Isao Iijima, a senior adviser to Japanese Prime Minister Shinzo Abe, said he told senior North Korean officials that Tokyo wanted Japanese civilians kidnapped by North Korean agents in the 1970s and 1980s to be immediately returned, according to Jiji Press, without citing sources.
Iijima also said — when reporting back to Japanese Chief Cabinet Secretary Yoshihide Suga at a Tokyo hotel — that he demanded Pyongyang come clean on the truth about the abduction, and for it to hand over those responsible for the kidnappings, Jiji said.
Iijima’s trip fueled speculation that the North may be trying to thaw icy relations with Japan at a time when ties with the US and South Korea have gone into deep freeze after nuclear and missile tests.
South Korea dubbed the trip “unhelpful” to international efforts to forge a united front against Pyongyang, while the US expressed its surprise.
The US, along with its two Asian allies, has increased pressure on Pyongyang to drop its nuclear ambitions and to join the international community.
The North’s state media this week showed footage of Iijima holding talks on Thursday with Kim Yong-nam, North’s Korea’s ceremonial head of state, according to NHK and other Japanese media.

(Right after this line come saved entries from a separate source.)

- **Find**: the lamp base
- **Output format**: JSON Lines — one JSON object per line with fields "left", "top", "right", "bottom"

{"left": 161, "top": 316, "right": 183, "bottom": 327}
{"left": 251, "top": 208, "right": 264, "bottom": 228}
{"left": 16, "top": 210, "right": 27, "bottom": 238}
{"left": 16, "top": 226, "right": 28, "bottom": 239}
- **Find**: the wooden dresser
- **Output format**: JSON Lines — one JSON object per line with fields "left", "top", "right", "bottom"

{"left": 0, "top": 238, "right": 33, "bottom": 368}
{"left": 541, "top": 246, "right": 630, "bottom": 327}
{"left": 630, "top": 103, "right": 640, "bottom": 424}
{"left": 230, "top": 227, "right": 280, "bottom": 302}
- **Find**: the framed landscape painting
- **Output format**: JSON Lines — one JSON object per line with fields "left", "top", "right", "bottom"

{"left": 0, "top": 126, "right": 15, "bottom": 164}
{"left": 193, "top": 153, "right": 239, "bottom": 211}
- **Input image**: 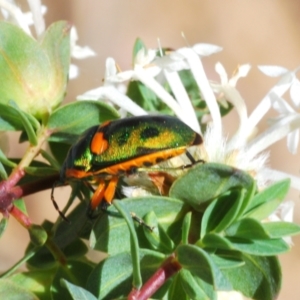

Iijima was a senior aide to former Japanese prime minister Junichiro Koizumi, and is known to have played a role in organizing his trips to Pyongyang in 2002 and 2004 for talks with then-North Korean leader Kim Jong-il.
Abe accompanied Koizumi on the 2002 visit.
When Koizumi visited Pyongyang in 2002, North Korea admitted its agents kidnapped Japanese nationals in the 1970s and 1980s to train spies in Japanese language and customs.
Some of those snatched were allowed to return to Japan along with children who were born in the North, but Pyongyang said the rest of them had died.
However, many in Japan believe the North is still holding some and Pyongyang’s perceived refusal to come clean has derailed efforts to normalize ties.
Abe told reporters yesterday that “the abduction issue is what has to be resolved under the Abe administration. My mission won’t be completed unless all the victims return to their families who would give them big hugs,” Jiji Press said.